We also could’ve won. That would’ve been sweet. But here’s the thing: copyright victories tend to be Pyrrhic in the digital age. Our settlement negotiations went on with full knowledge of what happened to the music industry. The RIAA (the Recording Industry Association of America) won victory after victory, defeating Napster and Grokster with ground-breaking legal rulings. The RIAA also went after countless individuals, chasing down infringement wherever they could track it down.

It didn’t work. The infringement just moved elsewhere, in unpredictable ways. Nothing seems to drive innovation among copyright pirates as much as a defeat in the courts. That innovation didn’t truly abate until Apple came along with its iPod/iTunes model, making music easily and legally available at a reasonable price. By then, the music industry was devastated.


… it’s good to see the Department recognizes the settlement’s many benefits.

The lawyer Fred Wilhelms has amassed a lot of evidence about RIAA - Soundexchange’s management and their interesting understanding of benefits .


Very interesting post, and an ironic conclusion- legal victories on copyright are Pyrrhic. And maybe legal compromises (the settlement) on copyright are also Pyrrhic. No wonder Larry Lessig has been sounding so depressed lately.


The Author’s Guild’s post is misleading in several ways.

The Author’s Guild sued Google because Google scanned copyrighted works, which Google initially said was for the purpose of displaying “snippets” in their search engine. The Author’s Guild could have lost that suit, and they could have won it. If they had run out of money to pay their lawyers (which apparently they did not) they could have merely withdrawn it.

What the Author’s Guild did instead, is to negotiate a much, much larger publishing contract; which if approved by the courts, would enable Google to publish entire books as e-books, as print-on-demand books, and as parts of bulk package deals to libraries. This contract extends for the entire remaining copyright term of millions of works. The Author’s Guild is trying to rope in millions of copyright holders by demanding an “opt out or you’re automatically in” arrangement.

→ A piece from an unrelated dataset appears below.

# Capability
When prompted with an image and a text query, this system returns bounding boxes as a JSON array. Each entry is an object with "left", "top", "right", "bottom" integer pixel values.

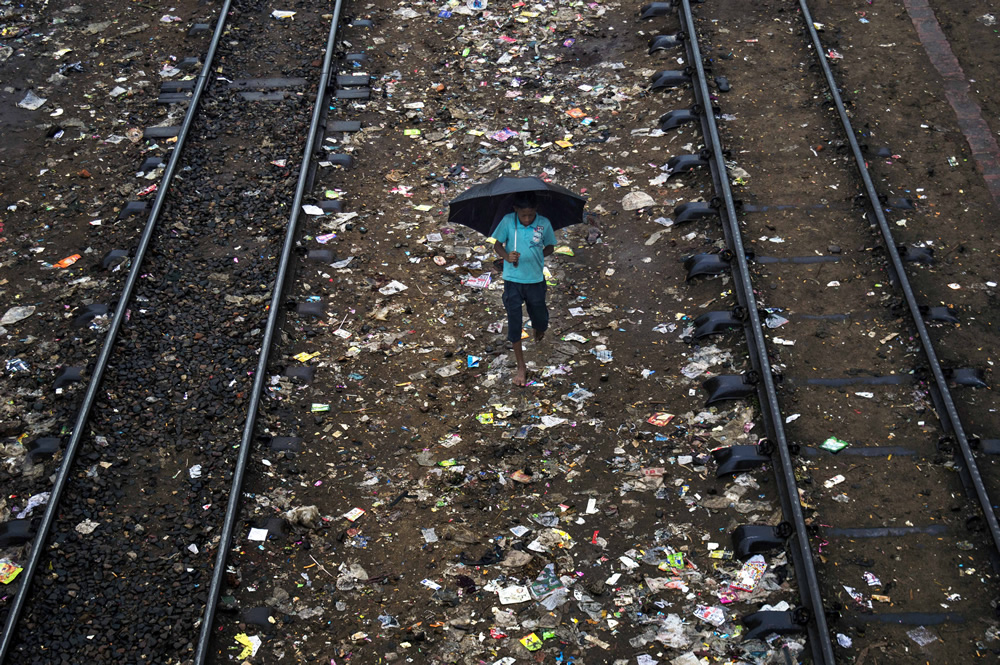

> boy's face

I do not call this giving authors “control” over their works—and Google is still scanning them. No one has determined what Google will do with all the works they have scanned that were published after the Settlement cut-off publication date of January 5, 2009, or the works of copyright holders who individually opted out of the Settlement, or the works of copyright holders who are citizens of foreign countries that were opted out of the Settlement. Or even the illustrations in most of the books opted in, where the illustrations have a different copyright holder than the text. The Author’s Guild did not, for example, get a clause inserted in the Settlement saying that neither Google nor the fully participating libraries (who received free scans of the books in other participating libraries), will use the works of copyright holders who opted out.

If the Settlement were approved, this would set a precedent for every other entity who wanted to scan and sell copyrighted books, to first do so, and then try to get copyright holders automatically signed up with a similar class action suit and opt-out requirement.

Meanwhile, since the “snippets” issue was dropped, the Author’s Guild has set no legal precedent regarding “snippets.” Any and every other search engine company can still scan copyrighted works, display “snippets,” and wait for a class action suit.